Dr. Andrew J. Kolodny, chief medical official of Phoenix House, a drug treatment organization, said that the drop in overall opioid prescribing was a good sign. However, he said he was disturbed that doctors were continuing to give opioids to many patients for long periods of time.
“It suggests that we still have a lot more work to do in better informing the medical community that opioids may not be safe or effective for long-term chronic pain,” said Dr. Kolodny, who has been critical of opioid prescribing practices.

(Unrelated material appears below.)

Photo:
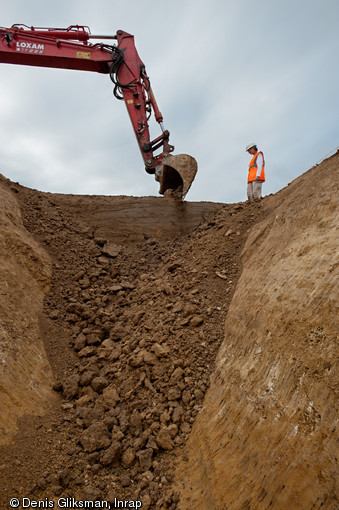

Most experts now believe that while helpful in treating pain from injuries and surgery, opioids should be discontinued as quickly as possible. However, the Express Scripts study found that a large percentage of patients, nearly half, who took an opioid for 30 days or more continued to use the drug long term. Dr. Stettin said patients with chronic pain should be receiving longer-acting drugs that work round the clock. But the study found that about half of those patients were taking short-acting opioids.
“It’s just not the proper way to manage chronic pain,” he said. “That’s a red flag that they are either not being managed correctly, or something else is going on.”
Other aspects of the report mirrored previous research on opioid painkillers. Their use is more prevalent among women and the elderly. Opioid use also varies greatly by geography: people in the Southeast — particularly those living in small cities in Kentucky, Alabama, Georgia and Arkansas — tended to use opioids in greater concentrations than in other regions of the country, especially large cities.
Dr. Stettin said he was heartened that overall use of opioids had fallen, especially for people using them to treat short-term ailments.
Given their addicting potential, he said, “It’s our hope that physicians remain reluctant to start people on an opioid pain medication when they’re not necessary, and that there’s an increase in public awareness that people shouldn’t want to get involved with these medications if they don’t need them.”